Religious ‘rebel’ finds path to pluralism
No longer Orthodox, Israeli educator shares her journey of faith
Next year, when Nathalie Lastreger receives her ordination as a Masorti (or Conservative) rabbi from the Schechter Rabbinical School in Israel, she expects her parents to attend the ceremony, but probably not her siblings.
Lastreger, 47, was married to an Orthodox rabbi. They were together for seven years and had three children — now all grown — before she made the decision that her evolving religious sensibility was incompatible with her role as a haredi rebbitzin.
Lastreger studied for two years at the Tehuda program for pluralistic Jewish leadership and was a leader with the Rabbis for Human Rights Beit Midrash at The Hebrew University.
Divorced and remarried, she now lectures and leads pre-army year programs throughout Israel, dealing, she said, with an age group at a crucial point in their moral development.
“The more religious I became, the more I became a rebel inside,” she told NJ Jewish News in a phone interview. “It took time, but I began to realize I am not Orthodox, and I cannot let this community define what is acceptable for me in my religion.”

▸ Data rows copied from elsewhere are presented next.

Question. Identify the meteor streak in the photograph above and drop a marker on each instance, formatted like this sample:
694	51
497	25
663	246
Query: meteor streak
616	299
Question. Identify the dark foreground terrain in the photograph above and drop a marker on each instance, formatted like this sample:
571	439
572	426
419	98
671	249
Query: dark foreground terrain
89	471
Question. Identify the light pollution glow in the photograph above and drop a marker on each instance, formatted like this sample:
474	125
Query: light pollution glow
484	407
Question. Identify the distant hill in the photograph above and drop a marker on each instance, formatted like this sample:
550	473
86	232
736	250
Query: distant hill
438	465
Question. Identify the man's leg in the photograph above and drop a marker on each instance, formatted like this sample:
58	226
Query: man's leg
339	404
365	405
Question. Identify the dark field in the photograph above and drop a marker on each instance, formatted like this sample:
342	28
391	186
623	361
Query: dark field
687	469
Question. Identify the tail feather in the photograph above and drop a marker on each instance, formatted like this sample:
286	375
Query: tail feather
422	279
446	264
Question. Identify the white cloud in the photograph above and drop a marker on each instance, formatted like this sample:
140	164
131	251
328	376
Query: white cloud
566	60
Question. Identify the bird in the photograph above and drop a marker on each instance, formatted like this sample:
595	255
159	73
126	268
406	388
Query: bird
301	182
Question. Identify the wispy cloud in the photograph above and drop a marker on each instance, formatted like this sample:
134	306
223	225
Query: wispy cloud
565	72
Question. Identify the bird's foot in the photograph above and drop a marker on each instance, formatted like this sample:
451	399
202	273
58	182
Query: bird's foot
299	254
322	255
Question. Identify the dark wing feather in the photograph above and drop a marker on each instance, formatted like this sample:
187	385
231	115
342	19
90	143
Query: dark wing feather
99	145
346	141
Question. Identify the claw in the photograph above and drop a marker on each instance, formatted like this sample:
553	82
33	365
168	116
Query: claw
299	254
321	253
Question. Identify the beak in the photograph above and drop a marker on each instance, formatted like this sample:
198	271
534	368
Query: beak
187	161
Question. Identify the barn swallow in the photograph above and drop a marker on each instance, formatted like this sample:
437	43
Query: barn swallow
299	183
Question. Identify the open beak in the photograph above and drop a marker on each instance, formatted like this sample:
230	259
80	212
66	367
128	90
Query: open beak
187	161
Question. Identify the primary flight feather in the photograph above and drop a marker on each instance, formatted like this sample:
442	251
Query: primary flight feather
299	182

Lastreger, in the United States for a six-week stay this summer, has been sharing her experiences, and leading services and discussions as a guest at Congregation Agudath Israel in Caldwell (see sidebar).
CAI educational director Susan Werk said the congregation is finding their French-Israeli guest fascinating and inspiring.
Lastreger said that for her, one of the most important events is the screening on Wednesday, July 23, of Purity. The documentary about the mikva, or ritual bath, in some ways embodies her own combination of tradition and freedom. The video, made 11 years ago, features Lastreger herself and several other Israeli women, some of whom regard the monthly immersion in the mikva as archaic and demeaning and others who regard the practice as a beloved, uplifting affirmation.
Lastreger herself treasures the practice and would like to see its popularity growing among less observant Jews. She rejects the notion that it is about women’s impurity. “This is about the power of rebirth. It is a magnificent thing,” she said.
Lastreger was born in Paris, and attended an Orthodox Jewish day school there. Her family made aliya when she was 10, and — faced with a choice between Israel’s secular schools and a religious track much stricter than the one in France — she chose the latter. That path, Lastreger explained, led them all to become much more observant.
But she was always “a troublemaker,” she recalled. “I was always asking so many questions. I wanted to understand.” Eventually, she stopped asking questions of her rabbi because they led nowhere, but she didn’t know where else to turn. “I knew nothing about Conservative or Reform Judaism. There was such demonization of non-Orthodox. We were told they were doing such huge damage to the Jewish people.”
When she left her husband, her twin son and daughter were six, and her younger son was three. “Divorce is difficult anyway,” she said. “Today it’s easier, but then to be a single woman in an Orthodox environment was unusual, and with kids….”
Every Friday, she took the children to her parents in Haifa, so they could hear her father recite the Kiddush. “Till today, for the High Holy Days, my kids still go to them in Haifa,” she said.
She started her academic studies, graduating cum laude in political science from The Hebrew University.
She is a member of Rabbis for Human Rights, and regularly joins the services of the Women at the Wall, with whom she served for a couple of years as communications director.
Now happily remarried, and living in Mevaseret Zion, the Jerusalem suburb known with a rare distinction. “Everyone always says to me, ‘Oh, that’s near the kosher McDonald’s,” Lastreger said.
She is deeply committed to spiritual development and the pursuit of social justice for women and minorities. It’s a combination that one of her sisters finds completely unacceptable. “She doesn’t see that real love of Torah that brings me every morning to a 6:30 minyan,” Lastreger said. “She thinks I’m trying to be like a man.”
The other sister, also Orthodox, is much more accepting, and even lets her big sister babysit for some of her eight children. “Her kids love their meshugena aunt,” Lastreger said.
She finds the religious openness in the United States — “all the different ways of coming to a Jewish identity” — energizing, but said she would not consider making America her home.
“My family and my friends are in Israel, and I have to believe there is a future there,” she said. What’s more, her younger son and his wife are about to have their first child.
And, hard as it has been to witness from so far away the renewed conflict with Gaza, she is optimistic about life in Israel. “Change will come, maybe with the next generation,” she said. She hopes to help bring more non-religious Israelis back to Judaism and to make the country’s religious climate, currently dominated by Orthodoxy, more pluralistic. It’s a shift she sees as crucial for the survival of the Jewish state, and for maintaining its bond with Jews in the Diaspora.